How much does per entry cost? Scanning through the festival’s site, cost per individual category, (all in euros) are as follows: Titanium (1,150); Film (620); Outdoor, Direct, Media, Promo, PR (380); Press, Cyber (350); Radio (270).

Breaking the cost down, Philippine ad agencies approximately spent: 27,880 euros for Outdoor (P1,886,960.00); 18,200 euros for Press (P1,219,400.00); 5,700 euros for Design (P345,990.00); 5,320 euros for Media (PP350,440.00); 5,130 euros for Radio (P343,710.00); 4,340 euros for Film (P290,780.00); 2,660 euros for Direct (P178,220.00); 2,100 euros for Cyber (P140,700.00); 1,520 euros for Promo (P101,840.00); 840 euros for PR (P56,280.00); 1,150 euros for Titanium (P77,050.00).

At rough estimate, local agencies coughed up about P5 million pesos to enter in 10 categories mentioned above. This does not include travel, accommodation and delegate registration costs (2,175 euros each). While full registration is a lot of money, it allows attendees to savor a mind-boggling experience – a passport to a smorgasbord of the best ads from around the world, various forum sessions, seeing world-famous creative directors at the Croisette or rub elbows with them at the famous Gutter Bar.

When asked why the Philippines broke its entry record this year inspite of the economic downturn, Connie Kalagayan of the Inquirer’s Corporate Affairs, says: “What local agencies saved on travel expenses for delegates, they poured in their entries. The greater benefit meant more chances of winning. It would have been great to have more delegates experience seminars from David Plouffe (Obama’s campaign stretegist), Kofi Annan and many more speakers. Hopefully, when conditions are better, we would have both delegates and entries in record numbers again.”

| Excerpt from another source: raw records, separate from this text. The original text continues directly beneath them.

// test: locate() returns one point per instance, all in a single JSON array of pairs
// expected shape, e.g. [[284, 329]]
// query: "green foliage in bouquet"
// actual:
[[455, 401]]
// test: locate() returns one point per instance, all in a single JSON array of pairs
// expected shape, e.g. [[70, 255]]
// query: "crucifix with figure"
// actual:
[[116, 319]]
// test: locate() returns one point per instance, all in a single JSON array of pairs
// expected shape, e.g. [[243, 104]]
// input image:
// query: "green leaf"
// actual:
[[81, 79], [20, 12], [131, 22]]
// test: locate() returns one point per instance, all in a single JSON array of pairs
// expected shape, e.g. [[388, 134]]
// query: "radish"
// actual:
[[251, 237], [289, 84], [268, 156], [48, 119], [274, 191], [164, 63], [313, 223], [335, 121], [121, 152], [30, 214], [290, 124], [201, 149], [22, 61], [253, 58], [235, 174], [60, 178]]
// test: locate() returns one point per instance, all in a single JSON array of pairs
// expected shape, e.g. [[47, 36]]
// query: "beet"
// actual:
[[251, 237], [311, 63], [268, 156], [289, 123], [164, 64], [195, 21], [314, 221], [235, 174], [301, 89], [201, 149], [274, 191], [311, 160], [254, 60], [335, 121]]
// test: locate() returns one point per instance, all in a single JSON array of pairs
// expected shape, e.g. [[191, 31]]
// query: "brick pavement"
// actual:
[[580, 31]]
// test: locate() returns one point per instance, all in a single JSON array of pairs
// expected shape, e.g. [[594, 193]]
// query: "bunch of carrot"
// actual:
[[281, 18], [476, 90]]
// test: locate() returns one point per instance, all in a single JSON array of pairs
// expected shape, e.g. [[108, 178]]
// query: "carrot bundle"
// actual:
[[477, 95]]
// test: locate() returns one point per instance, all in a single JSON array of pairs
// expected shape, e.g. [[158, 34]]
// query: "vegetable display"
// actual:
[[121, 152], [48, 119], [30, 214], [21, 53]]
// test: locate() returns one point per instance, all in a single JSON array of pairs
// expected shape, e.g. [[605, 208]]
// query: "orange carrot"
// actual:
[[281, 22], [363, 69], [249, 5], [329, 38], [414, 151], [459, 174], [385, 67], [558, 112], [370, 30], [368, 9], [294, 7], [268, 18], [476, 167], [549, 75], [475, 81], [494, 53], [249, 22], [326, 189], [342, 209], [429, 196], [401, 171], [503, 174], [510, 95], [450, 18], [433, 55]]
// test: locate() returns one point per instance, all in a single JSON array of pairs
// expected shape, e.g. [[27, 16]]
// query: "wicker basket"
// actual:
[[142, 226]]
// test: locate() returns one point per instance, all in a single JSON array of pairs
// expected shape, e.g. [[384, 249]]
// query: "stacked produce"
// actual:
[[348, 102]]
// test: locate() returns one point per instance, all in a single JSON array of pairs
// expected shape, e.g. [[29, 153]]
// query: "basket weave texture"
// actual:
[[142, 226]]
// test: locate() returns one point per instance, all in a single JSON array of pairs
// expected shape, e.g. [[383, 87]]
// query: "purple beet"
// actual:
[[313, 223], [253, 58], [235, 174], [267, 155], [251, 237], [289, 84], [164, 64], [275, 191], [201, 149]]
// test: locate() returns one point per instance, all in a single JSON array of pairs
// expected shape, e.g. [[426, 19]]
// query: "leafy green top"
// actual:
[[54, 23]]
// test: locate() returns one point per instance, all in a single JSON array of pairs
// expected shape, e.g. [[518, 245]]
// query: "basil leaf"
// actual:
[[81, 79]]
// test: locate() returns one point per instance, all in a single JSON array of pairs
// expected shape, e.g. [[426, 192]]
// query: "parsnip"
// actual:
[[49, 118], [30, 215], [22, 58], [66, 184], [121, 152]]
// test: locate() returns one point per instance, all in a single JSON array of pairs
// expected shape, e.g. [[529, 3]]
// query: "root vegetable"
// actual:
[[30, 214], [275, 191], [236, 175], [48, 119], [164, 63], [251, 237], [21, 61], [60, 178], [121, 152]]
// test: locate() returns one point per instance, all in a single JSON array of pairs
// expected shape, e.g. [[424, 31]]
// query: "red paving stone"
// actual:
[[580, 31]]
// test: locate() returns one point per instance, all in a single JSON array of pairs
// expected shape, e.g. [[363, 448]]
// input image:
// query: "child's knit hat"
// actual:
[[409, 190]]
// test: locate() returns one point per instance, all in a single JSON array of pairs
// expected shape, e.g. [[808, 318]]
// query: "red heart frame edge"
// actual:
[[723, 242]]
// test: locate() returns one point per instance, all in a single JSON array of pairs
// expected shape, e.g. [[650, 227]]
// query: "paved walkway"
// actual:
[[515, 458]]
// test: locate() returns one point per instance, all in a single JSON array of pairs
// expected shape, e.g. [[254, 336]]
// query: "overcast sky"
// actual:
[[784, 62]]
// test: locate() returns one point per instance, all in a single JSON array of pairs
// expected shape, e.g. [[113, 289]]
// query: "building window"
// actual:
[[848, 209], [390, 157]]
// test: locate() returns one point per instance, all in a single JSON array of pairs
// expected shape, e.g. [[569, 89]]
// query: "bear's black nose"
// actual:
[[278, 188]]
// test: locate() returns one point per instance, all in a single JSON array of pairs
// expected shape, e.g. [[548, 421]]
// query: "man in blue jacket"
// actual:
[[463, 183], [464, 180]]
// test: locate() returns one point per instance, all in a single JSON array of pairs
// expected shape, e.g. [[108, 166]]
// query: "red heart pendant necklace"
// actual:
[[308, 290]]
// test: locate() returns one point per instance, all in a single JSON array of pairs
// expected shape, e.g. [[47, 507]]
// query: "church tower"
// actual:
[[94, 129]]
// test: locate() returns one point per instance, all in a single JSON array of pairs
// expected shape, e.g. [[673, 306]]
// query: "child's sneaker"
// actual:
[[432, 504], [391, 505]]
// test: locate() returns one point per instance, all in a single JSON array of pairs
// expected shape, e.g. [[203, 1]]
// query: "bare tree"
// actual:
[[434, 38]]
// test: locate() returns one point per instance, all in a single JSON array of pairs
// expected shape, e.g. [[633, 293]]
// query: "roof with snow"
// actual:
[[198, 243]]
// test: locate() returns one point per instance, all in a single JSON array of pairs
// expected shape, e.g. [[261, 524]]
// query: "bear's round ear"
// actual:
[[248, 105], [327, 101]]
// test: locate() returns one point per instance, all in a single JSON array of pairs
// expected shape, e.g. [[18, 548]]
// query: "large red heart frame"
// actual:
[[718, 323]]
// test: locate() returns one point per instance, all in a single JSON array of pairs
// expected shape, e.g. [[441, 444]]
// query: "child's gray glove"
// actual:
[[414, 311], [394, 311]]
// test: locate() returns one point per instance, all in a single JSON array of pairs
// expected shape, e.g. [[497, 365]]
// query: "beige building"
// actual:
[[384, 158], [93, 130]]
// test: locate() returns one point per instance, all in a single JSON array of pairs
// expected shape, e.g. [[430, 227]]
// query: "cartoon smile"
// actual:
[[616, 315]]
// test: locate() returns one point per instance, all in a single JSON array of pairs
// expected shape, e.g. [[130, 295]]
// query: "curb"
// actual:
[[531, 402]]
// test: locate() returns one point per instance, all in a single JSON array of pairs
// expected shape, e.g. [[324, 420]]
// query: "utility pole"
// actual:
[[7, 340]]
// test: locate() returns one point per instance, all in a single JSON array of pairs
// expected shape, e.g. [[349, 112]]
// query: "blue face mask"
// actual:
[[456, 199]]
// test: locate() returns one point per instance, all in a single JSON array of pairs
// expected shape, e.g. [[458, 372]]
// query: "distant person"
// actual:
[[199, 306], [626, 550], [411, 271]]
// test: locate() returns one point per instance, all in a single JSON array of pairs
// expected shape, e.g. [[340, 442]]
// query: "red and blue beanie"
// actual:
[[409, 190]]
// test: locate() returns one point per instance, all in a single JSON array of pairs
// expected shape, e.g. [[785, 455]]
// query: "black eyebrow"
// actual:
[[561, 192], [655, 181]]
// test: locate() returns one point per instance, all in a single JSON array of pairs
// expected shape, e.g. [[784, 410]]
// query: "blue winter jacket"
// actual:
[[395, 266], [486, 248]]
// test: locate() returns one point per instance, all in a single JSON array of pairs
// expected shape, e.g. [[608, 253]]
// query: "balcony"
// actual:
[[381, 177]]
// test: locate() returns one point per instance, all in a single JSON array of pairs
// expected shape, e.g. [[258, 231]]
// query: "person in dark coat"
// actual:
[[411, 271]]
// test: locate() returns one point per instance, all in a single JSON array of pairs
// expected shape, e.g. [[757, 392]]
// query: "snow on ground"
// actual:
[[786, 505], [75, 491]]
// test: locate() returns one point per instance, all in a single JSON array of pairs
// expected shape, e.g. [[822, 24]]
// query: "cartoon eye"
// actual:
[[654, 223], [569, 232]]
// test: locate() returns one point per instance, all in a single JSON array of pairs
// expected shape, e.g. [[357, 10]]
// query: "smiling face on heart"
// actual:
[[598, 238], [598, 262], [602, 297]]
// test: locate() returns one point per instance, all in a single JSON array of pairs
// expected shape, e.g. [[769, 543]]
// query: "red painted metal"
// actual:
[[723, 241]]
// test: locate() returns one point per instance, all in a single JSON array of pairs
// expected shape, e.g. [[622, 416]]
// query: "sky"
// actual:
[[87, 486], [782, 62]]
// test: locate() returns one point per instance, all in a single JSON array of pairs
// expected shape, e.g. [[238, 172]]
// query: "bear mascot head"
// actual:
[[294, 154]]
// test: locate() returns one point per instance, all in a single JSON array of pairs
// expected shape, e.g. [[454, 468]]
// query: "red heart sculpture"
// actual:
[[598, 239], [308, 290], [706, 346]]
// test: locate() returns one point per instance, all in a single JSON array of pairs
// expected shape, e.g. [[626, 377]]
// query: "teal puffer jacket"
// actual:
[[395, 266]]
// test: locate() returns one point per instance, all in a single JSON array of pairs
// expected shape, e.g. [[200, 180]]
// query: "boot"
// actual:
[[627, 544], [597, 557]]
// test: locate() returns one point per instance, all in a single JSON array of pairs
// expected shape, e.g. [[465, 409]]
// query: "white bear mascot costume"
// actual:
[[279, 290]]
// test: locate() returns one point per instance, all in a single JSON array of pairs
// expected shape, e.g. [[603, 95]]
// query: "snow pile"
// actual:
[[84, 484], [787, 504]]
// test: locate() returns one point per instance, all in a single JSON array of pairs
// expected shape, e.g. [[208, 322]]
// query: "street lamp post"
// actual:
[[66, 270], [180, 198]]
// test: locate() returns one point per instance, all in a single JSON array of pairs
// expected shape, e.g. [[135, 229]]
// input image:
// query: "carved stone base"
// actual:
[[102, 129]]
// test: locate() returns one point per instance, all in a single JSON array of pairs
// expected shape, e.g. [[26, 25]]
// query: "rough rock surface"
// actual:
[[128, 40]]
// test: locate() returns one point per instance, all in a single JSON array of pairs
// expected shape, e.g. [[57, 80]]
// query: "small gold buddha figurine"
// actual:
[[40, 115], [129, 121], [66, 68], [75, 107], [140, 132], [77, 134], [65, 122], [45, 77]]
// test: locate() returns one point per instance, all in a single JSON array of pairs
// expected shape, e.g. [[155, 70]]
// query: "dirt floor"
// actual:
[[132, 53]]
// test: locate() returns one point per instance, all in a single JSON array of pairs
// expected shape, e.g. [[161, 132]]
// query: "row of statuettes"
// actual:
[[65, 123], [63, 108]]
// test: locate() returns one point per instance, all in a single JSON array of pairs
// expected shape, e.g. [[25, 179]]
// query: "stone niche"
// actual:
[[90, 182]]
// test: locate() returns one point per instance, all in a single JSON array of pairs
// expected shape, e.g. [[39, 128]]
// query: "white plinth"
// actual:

Kalagayan’s tone speaks with so much optimism as big as Cannes. “The Gold Lion that JWT Manila won in 2007 is still a feat to be surpassed. More medals in more events mean Philippine creative talent is fast becoming incredibly competitive, she says.”

Inquirer President and CEO Sandy Prieto-Romualdez, number one supporter of Philippine’s quest for glory in the Olympics of advertising has words of encouragement: “Globalization has already become an intrinsic part of our daily lives and vital to our industries. Cannes highlights the need for countries to step up to the plate and become competitive not only at home but also internationally.”

She says the Philippine Daily Inquirer has been representing the country in the last 6 years and “vows to continue advocating Filipino ingenuity and talent so that we are recognized, but more so, become authorities in different fields, even to our First World neighbors.”

Romualdez salutes Universal McCann’s “Botelya, Love in a Bottle, (Johnson & Johnson) and TBWA-SMP’s “Hibiscus, Iris” (Boysen Paint) for their Bronze Lion victories. She’s hoping that with these wins inspire untapped talents to pursue greater creative achievements.